I am also seeing a wide variation in the length of time a test takes
to run. Which suggests to me that there is a "fair queuing" issue
from the use of the simple synchronization primitives.
P.S. This alogirthm is very similar to the DelayQueue from JSR166
(backport-concurrent-util).
The only main difference I can see is that it uses two different
synchronization primitives.
1) A re-entrant lock to make the queue thread safe
2) A condition to wake up the waiting takers.

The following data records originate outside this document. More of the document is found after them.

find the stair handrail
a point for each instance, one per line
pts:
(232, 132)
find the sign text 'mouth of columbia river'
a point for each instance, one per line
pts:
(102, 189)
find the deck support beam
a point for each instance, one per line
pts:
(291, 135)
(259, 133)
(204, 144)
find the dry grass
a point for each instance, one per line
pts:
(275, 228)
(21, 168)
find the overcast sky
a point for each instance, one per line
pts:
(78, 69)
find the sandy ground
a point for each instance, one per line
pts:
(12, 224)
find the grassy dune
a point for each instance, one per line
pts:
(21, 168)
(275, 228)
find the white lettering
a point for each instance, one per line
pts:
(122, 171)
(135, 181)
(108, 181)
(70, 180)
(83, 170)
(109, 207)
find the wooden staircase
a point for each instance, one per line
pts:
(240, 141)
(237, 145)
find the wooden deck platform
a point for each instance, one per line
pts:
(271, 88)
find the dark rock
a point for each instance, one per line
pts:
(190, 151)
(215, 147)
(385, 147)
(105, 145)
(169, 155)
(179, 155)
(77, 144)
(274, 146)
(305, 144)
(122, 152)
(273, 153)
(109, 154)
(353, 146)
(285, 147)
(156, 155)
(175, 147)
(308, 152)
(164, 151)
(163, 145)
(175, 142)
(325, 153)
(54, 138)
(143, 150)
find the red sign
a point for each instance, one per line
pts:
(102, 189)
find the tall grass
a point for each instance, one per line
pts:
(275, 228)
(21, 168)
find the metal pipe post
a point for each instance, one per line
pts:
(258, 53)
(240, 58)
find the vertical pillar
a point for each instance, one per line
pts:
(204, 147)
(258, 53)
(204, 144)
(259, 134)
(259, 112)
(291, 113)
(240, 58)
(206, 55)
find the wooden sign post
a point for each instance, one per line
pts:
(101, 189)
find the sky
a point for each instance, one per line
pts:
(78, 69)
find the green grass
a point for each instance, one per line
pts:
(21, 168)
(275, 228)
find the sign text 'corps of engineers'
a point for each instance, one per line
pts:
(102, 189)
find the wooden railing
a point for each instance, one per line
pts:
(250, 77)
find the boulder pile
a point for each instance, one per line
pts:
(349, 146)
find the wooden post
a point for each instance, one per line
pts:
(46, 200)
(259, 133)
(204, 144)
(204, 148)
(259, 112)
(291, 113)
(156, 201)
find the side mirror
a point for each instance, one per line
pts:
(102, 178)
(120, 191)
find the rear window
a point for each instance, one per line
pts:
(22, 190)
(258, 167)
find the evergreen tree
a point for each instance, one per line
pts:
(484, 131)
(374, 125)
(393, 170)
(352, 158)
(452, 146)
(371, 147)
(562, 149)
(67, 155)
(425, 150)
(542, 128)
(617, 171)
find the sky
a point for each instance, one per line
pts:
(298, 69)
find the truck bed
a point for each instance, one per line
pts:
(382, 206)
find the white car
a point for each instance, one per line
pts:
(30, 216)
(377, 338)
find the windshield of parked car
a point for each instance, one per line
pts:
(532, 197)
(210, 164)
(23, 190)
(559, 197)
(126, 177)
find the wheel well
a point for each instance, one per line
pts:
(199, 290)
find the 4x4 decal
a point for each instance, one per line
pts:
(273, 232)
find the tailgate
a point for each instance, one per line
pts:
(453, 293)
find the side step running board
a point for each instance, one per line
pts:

The re-entrant lock does not use fair queuing though? -
24. Re: TimeoutFactory flagged as point of contention
adrian.brock Apr 11, 2006 5:32 AM (in response to adrian.brock)I am also unsure whether what I am really measuring is just the
scalability of the JDK's lock/notify primitives rather than the efficiency
of the algorithm. -
25. Re: TimeoutFactory flagged as point of contention
clebert.suconic Apr 11, 2006 3:41 PM (in response to adrian.brock)Adrian,
Phillip Thurmond will take another run with current CVS version to see how it would behave.
(Unless you think it doesn't worth trying yet).
We will make these tests in about three days. (unless we need to change priorities)
We will post results here. -
26. Re: TimeoutFactory flagged as point of contention
adrian.brock Apr 11, 2006 4:01 PM (in response to adrian.brock)You can try it, but I haven't changed much.
1) Moved the thread pool submission out of the synchronization block
2) Removed the object pooling
I've tried three different implementations today.
All were slower or made little difference compared with the current version.
* Using a "scheduler" queue such that the submitting threads do
virutally no work
* Using a modified version of the public domain JSR166 version of DelayQueue to optimize removal (using fair queued re-entrant locks with this was even slower :-)
* A modification of the JSR166 DelayQueue to use normal synchronization
rather than a Reentrant lock.
Looks like I am going to have to look some of the academic
implementations that do more fine grained locking
or the some of the skip-list stuff. -
27. Re: TimeoutFactory flagged as point of contention
clebert.suconic Apr 11, 2006 4:47 PM (in response to adrian.brock)Just brain storming...
Isn't possible to partition the queue somehow?
Using hashcodes? -
28. Re: TimeoutFactory flagged as point of contention
adrian.brock Apr 12, 2006 3:12 PM (in response to adrian.brock)Probably. But the issue is synchronization between the adders/removers
and the background thread that needs to wait/notify when a timeout
is required.
I tried today to implement this:
http://www.cs.rochester.edu/~scott/papers/1996_IPL_heaps.pdf
but it doesn't scale as well as the current implementation.
That is without the "bit-reversedsounter" to hash the adds/removes
across different parts of the tree.
But I couldn't get this part to work. The alogrithm as it stands is broken.
I've done a few fixes to get it working as a priority queue, but I
haven't been able to get it to work with the "random" remove/cancellation
of the timeouts.
Next on the list is this :-)
http://citeseer.ist.psu.edu/sundell03fast.html
Which is a more recent alogorithm, but also doesn't include a random
remove/cancel operation. :-( -
29. Re: TimeoutFactory flagged as point of contention
adrian.brock Apr 13, 2006 8:21 AM (in response to adrian.brock)I've implemented your Hash based priority queue.
To use it, start JBoss with:
-Dorg.jboss.util.timeout.TimeoutPriorityQueue=org.jboss.util.timeout.HashedTimeoutPriorityQueueImpl
This divides the queue into 40 subqueues with an individual node at the top
for the next to be scheduled.
It doesn't make any significant difference in my tests.
But like I said before, I am not sure whether I am just measuring the
locking/scheduling capabilities of the OS/JDK.